At once visceral and visually arresting, Beautiful Autumn Painting
exhibits a spectacular and early example of Damien Hirst’s renowned Spin Paintings
, where colour, chance and kineticism powerfully defy artistic convention. Here, pigments in saturated crimson, teal, tangerine, and canary yellow compete in endless layers of spontaneous, intense action. For Hirst, the movement of these works “sort of implies life” (Damien Hirst cited in: Damien Hirst and Gordon Burn, On the Way to Work
, London 2001, p. 221). Executed in 1999 during the most formative decade of the artist’s career, Beautiful Autumn Painting
illuminates iconic elements central to the Spin Paintings
series, including its elongated title and celebrated chromatic variation. Yet the present composition is remarkably rare in its singular allusion to white doves’ wings, a motif that is recurrent throughout Hirst’s widely diverse oeuvre. The striking white strip of pigment vigorously bisecting the canvas foreshadows Hirst’s later employment of taxidermy dove wings in seminal works such as The Incomplete Truth
(2006) and The Immaculate Heart—Blind
(2008). As a symbol of peace, purity, love and grace, the dove is an apt vehicle for Hirst’s existential meditations on life and death. The artist himself claims, “I have always loved extremes. I love polar opposites. Life and death are the biggest polar opposites there are. I like love and hate… happy and sad. In an artwork I always try to say something and deny it at the same time” (Damien Hirst cited in: Christian Gether and Marie Laurberg, Damien Hirst Arken Bulletin Volume 4, 2009, p. 33).

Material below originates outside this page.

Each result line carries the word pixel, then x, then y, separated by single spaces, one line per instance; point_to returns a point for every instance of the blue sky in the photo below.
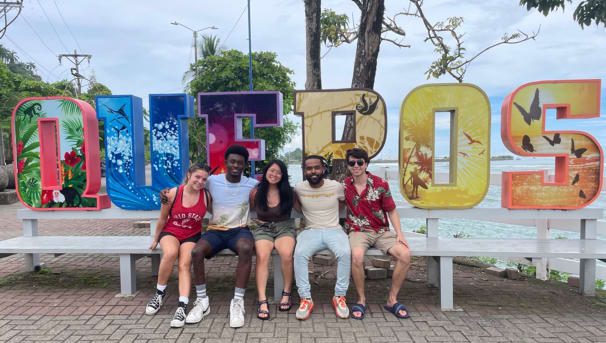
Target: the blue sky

Through a destruction of preordained rules and above all an approach that oscillates between rebellion and jest, Hirst eloquently articulates the notion of uncertainty intrinsic to human experience. In the Spin Paintings the artist surrenders to chance as the rotating vortex of the machine controls a schema of polychromatic streaks. This process renders the final composition entirely unpredictable – a culminating image of spontaneity. Bursting with rhythmic vitality, Beautiful Autumn Painting spectacularly encapsulates Hirst’s playful preoccupation with the profound themes of life, death, eternity, and, perhaps most poignantly, the uncertain: “The truth is that there are many truths, really, but I think the truth is that we are here for a good time, not a long time. The truth is that life is short. The truth is that a lot of the time it is meaningless. The truth is that death doesn’t require us to make a day free. The truth is that things are out of our control” (Damien Hirst cited in: Christian Gether and Marie Laurberg, op. cit., p. 32).